Xlsform is a convenient format to build advance form using any spreadsheet software such as Libreoffice or MsExcel.

In order to build an an analysis plan within the form, the columns described in the tables below needs to be added. Note that if the column are not present, the script will create dummy ones. It’s always possible to add your analysis plan to an existing form and relaunch kobo_dico in order to regenerate the correct analysis plan.

Note that for charting purpose, it’s recommanded that labels for questions & choices should not exceed 70 characters. It’s possible again to re-edit directly your xlsform and regenerate a new dico.

In the survey worksheet:

Column Description
chapter used to breakfdown the final report
disaggregation used to flag variables used to facet dataset
correlate used to flag variables used for statistical test of independence (for categorical variable) or correlation for numeric variable
variable used to flag ordinal variables so that graphs are not ordered per frequency.
anonymise used to generate an anonymised datset in line the anonymisation plan within the xlsform
structuralequation used to tag variables to the standard structural equation model: risk, coping, vulnerability
clean used to flag external csv file to be used for the cleaning of a specific variable
cluster used to flag variables used for statistical clustering
predict used to flag variables to be predicted based on a joined registration dataset
mappoint used to flag variables to be mapped as point
mappoly used to flag variables to be mapped as polygon

In the choices worksheet:

Column Description
order used to define order for ordinal variables
weight used to define weight for each answers in case it’s used for some specific indicator calculation
recategorise used to recategorise quickly choices for a question

In a separate indicator worksheet:

The idea is to map calculation necessary to create complex indicators from the variables defined in the survey worksheet. This will document and automate the generation of indicators (i.e. feature enginerring). This worksheet will allow to generate an additional elements to the data dictionnnary – i.e. dico dataframe.

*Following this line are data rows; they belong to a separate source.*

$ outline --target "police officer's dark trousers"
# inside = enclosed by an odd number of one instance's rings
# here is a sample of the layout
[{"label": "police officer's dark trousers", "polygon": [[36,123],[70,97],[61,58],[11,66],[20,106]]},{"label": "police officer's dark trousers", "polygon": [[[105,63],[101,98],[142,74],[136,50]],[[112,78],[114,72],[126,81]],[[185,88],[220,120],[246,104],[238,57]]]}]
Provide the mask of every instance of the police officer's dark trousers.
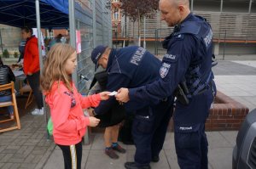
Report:
[{"label": "police officer's dark trousers", "polygon": [[154,131],[151,143],[152,157],[158,156],[163,148],[169,121],[173,113],[173,99],[170,97],[166,100],[161,101],[156,107],[153,108],[155,111]]},{"label": "police officer's dark trousers", "polygon": [[161,102],[136,112],[132,136],[136,145],[134,161],[137,166],[148,165],[163,147],[169,121],[172,115],[172,102]]},{"label": "police officer's dark trousers", "polygon": [[[197,95],[188,106],[177,104],[174,117],[174,139],[181,169],[208,168],[208,142],[205,122],[213,101],[212,89]],[[190,121],[190,125],[186,125]]]}]

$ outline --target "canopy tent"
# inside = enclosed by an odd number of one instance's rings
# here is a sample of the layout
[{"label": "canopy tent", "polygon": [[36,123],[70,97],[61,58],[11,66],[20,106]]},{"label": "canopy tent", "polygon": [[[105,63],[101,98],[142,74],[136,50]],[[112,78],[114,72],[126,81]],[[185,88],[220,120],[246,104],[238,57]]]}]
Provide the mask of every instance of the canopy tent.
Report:
[{"label": "canopy tent", "polygon": [[[42,28],[68,28],[67,0],[40,0]],[[35,0],[1,0],[0,24],[37,27]]]}]

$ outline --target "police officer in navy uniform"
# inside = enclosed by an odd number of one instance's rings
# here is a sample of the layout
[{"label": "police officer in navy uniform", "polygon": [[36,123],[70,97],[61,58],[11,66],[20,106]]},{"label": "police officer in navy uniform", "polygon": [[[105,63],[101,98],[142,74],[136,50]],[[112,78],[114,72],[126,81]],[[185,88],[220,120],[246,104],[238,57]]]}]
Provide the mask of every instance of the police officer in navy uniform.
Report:
[{"label": "police officer in navy uniform", "polygon": [[[104,46],[96,47],[91,59],[107,70],[107,90],[120,87],[137,87],[160,78],[160,61],[146,49],[126,47],[119,50]],[[162,149],[167,126],[172,115],[172,97],[153,102],[129,102],[125,104],[126,112],[134,112],[131,133],[136,145],[135,162],[125,162],[125,168],[148,169],[150,161],[157,162]],[[102,101],[95,113],[108,112],[115,98]]]},{"label": "police officer in navy uniform", "polygon": [[[207,169],[205,122],[216,93],[212,71],[212,31],[210,25],[189,10],[189,0],[160,0],[162,20],[175,26],[163,42],[167,54],[161,78],[137,88],[121,88],[118,100],[152,101],[176,94],[174,134],[182,169]],[[129,103],[129,102],[128,102]]]}]

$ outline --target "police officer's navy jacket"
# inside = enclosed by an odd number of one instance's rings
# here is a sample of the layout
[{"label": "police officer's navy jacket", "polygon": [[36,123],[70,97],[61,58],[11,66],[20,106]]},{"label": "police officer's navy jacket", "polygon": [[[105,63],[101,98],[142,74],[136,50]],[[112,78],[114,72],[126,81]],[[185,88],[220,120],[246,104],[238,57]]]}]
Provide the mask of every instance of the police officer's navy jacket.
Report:
[{"label": "police officer's navy jacket", "polygon": [[[107,91],[117,91],[120,87],[137,87],[160,78],[160,61],[143,48],[131,46],[112,49],[108,57],[107,72]],[[114,97],[102,101],[95,109],[96,114],[108,112],[115,100]],[[155,102],[155,101],[154,101]],[[127,110],[137,110],[148,105],[149,102],[129,102],[125,104]]]},{"label": "police officer's navy jacket", "polygon": [[[213,100],[212,90],[209,87],[213,78],[211,26],[203,18],[190,13],[166,38],[163,47],[167,54],[160,70],[161,78],[144,87],[129,89],[131,100],[164,99],[172,95],[185,79],[191,95],[189,104],[177,102],[174,121],[183,126],[205,122]],[[199,91],[205,92],[200,93]]]}]

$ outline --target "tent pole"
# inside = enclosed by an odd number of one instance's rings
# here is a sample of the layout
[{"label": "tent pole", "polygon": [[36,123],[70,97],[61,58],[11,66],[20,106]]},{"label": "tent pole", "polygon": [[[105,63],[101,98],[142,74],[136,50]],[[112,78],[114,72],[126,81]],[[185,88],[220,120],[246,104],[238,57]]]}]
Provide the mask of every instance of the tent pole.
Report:
[{"label": "tent pole", "polygon": [[[37,14],[37,28],[38,28],[38,52],[39,52],[39,63],[40,63],[40,74],[42,74],[43,70],[43,58],[42,58],[42,44],[41,44],[41,23],[40,23],[40,7],[39,7],[39,0],[36,0],[36,14]],[[46,113],[46,107],[44,102],[44,95],[43,95],[43,103],[44,103],[44,114],[45,115],[45,122],[47,127],[48,122],[48,115]],[[46,128],[46,127],[45,127]],[[49,135],[47,132],[47,138],[49,138]]]},{"label": "tent pole", "polygon": [[[74,0],[68,0],[68,17],[69,17],[69,36],[70,36],[70,45],[76,48],[76,28],[75,28],[75,12],[74,12]],[[77,69],[72,74],[72,80],[77,84]]]}]

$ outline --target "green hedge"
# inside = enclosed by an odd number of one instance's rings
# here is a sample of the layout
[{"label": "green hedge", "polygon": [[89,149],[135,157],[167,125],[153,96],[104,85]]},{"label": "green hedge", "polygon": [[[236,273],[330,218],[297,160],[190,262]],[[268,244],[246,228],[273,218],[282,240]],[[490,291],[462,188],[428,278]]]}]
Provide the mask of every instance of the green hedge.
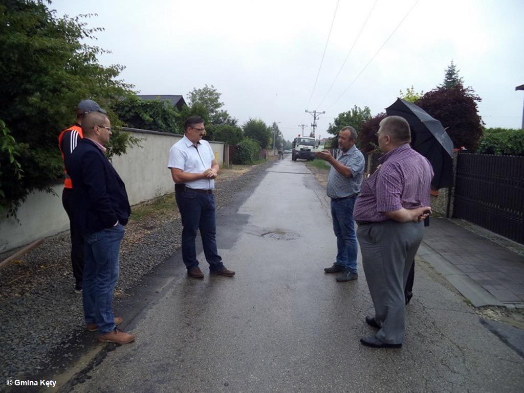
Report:
[{"label": "green hedge", "polygon": [[233,156],[234,164],[253,164],[258,159],[260,146],[254,139],[245,138],[238,143]]},{"label": "green hedge", "polygon": [[477,153],[497,155],[524,155],[524,130],[487,128]]}]

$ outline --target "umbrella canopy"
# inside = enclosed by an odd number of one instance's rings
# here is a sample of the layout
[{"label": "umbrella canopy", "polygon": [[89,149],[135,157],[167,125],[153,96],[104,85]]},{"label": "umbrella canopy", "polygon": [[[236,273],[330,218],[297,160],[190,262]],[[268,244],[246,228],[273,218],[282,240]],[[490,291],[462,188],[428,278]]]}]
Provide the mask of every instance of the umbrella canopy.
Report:
[{"label": "umbrella canopy", "polygon": [[453,183],[453,143],[441,122],[421,108],[401,98],[386,108],[388,116],[403,117],[411,129],[411,147],[429,161],[434,173],[431,185],[436,189]]}]

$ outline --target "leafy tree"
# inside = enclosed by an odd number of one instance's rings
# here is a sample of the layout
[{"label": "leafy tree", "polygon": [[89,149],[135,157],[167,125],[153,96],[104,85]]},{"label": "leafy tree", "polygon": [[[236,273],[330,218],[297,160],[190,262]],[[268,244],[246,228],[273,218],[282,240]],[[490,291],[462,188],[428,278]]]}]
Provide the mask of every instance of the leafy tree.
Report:
[{"label": "leafy tree", "polygon": [[214,140],[225,142],[229,144],[238,144],[244,139],[242,129],[236,126],[223,124],[216,126]]},{"label": "leafy tree", "polygon": [[452,88],[456,86],[462,86],[464,84],[464,80],[458,76],[458,70],[456,66],[451,61],[451,64],[447,66],[446,70],[446,73],[444,76],[444,82],[442,84],[438,86],[439,88],[447,89]]},{"label": "leafy tree", "polygon": [[370,153],[378,149],[377,132],[378,131],[379,124],[386,116],[385,113],[379,113],[362,125],[362,129],[358,134],[357,145],[363,153]]},{"label": "leafy tree", "polygon": [[474,151],[482,136],[482,122],[472,89],[457,85],[425,93],[417,105],[442,123],[455,147]]},{"label": "leafy tree", "polygon": [[[61,177],[57,138],[74,122],[79,102],[94,99],[117,126],[111,108],[132,93],[130,85],[116,79],[123,67],[102,66],[96,58],[105,51],[82,43],[102,30],[87,27],[85,19],[92,15],[57,18],[44,3],[0,3],[0,119],[17,147],[24,175],[19,178],[14,162],[2,155],[1,203],[12,215],[31,190],[49,190]],[[3,144],[6,136],[0,135]],[[122,154],[136,143],[115,132],[110,152]]]},{"label": "leafy tree", "polygon": [[420,93],[417,93],[415,91],[414,88],[413,87],[413,85],[411,85],[411,87],[408,87],[406,89],[406,93],[404,93],[401,90],[400,91],[400,98],[402,99],[406,100],[406,101],[410,103],[416,103],[418,100],[420,99],[422,95],[424,95],[424,92],[421,91]]},{"label": "leafy tree", "polygon": [[524,130],[486,129],[481,138],[477,152],[524,155]]},{"label": "leafy tree", "polygon": [[179,128],[180,114],[169,101],[143,100],[131,96],[118,103],[115,111],[133,128],[183,133]]},{"label": "leafy tree", "polygon": [[333,123],[330,123],[328,132],[332,135],[337,136],[343,127],[351,126],[356,130],[357,133],[359,133],[362,125],[370,118],[371,111],[369,108],[365,106],[362,109],[355,105],[347,112],[339,114]]},{"label": "leafy tree", "polygon": [[242,126],[242,129],[244,134],[258,142],[261,149],[267,148],[270,141],[272,142],[272,129],[259,119],[249,119]]},{"label": "leafy tree", "polygon": [[224,106],[224,103],[220,102],[221,95],[213,85],[210,87],[206,85],[200,89],[195,87],[188,95],[189,105],[192,106],[198,103],[203,105],[208,111],[209,121],[213,124],[236,126],[236,119],[232,118],[227,111],[221,109]]},{"label": "leafy tree", "polygon": [[[275,137],[275,148],[278,150],[279,148],[283,149],[284,146],[284,137],[282,134],[282,132],[280,132],[280,129],[278,128],[278,123],[274,121],[273,124],[271,125],[271,128],[270,129],[270,131],[271,132],[271,138]],[[272,145],[271,145],[272,147]]]}]

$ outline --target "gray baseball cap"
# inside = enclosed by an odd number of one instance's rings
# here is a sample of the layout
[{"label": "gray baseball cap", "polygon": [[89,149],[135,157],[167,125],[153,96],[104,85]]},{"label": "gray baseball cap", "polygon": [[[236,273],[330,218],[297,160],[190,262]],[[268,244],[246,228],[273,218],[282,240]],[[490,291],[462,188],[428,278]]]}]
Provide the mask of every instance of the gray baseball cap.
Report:
[{"label": "gray baseball cap", "polygon": [[100,112],[104,115],[107,113],[99,106],[99,105],[92,99],[83,99],[78,103],[77,108],[83,111],[84,113],[88,112]]}]

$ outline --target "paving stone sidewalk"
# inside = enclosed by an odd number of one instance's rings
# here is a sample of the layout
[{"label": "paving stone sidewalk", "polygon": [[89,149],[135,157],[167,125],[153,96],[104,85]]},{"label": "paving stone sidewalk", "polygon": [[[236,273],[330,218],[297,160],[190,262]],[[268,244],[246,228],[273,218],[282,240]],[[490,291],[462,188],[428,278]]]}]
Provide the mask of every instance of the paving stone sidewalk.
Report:
[{"label": "paving stone sidewalk", "polygon": [[524,307],[524,256],[454,221],[432,218],[419,255],[476,307]]}]

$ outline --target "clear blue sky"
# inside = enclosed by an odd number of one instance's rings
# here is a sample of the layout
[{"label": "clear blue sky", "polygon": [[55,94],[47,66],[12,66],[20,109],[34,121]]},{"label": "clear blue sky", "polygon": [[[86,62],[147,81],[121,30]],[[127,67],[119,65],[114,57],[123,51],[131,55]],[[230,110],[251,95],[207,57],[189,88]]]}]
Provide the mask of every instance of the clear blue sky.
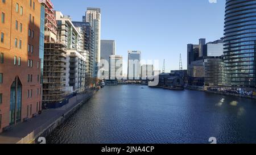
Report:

Below are the minimum elements/column to document:

Column Description
type type of indicator select_one or integer or numeric
name short name for the indicator
label label for the indicator
chapter chapter to include the indicator in
frame frame to use to append the idnicator to
calculation used to reference the calculation. This will be a precise R formula

define wether the indicator is Measurement: variable used to quantify other indicators, Disaggregation: variable that describes certain groups, Predictor: Indicator that describes the cause of a situation, Outcome: Indicator that describes the consequence of a situation or Judgment: indicator that translates a subjective assessment method to be used for the indicator: Percentage, Sum, Max/Min, Average, Score, Denominator, Numerator, Numerator.external (i.e. linked to an external value)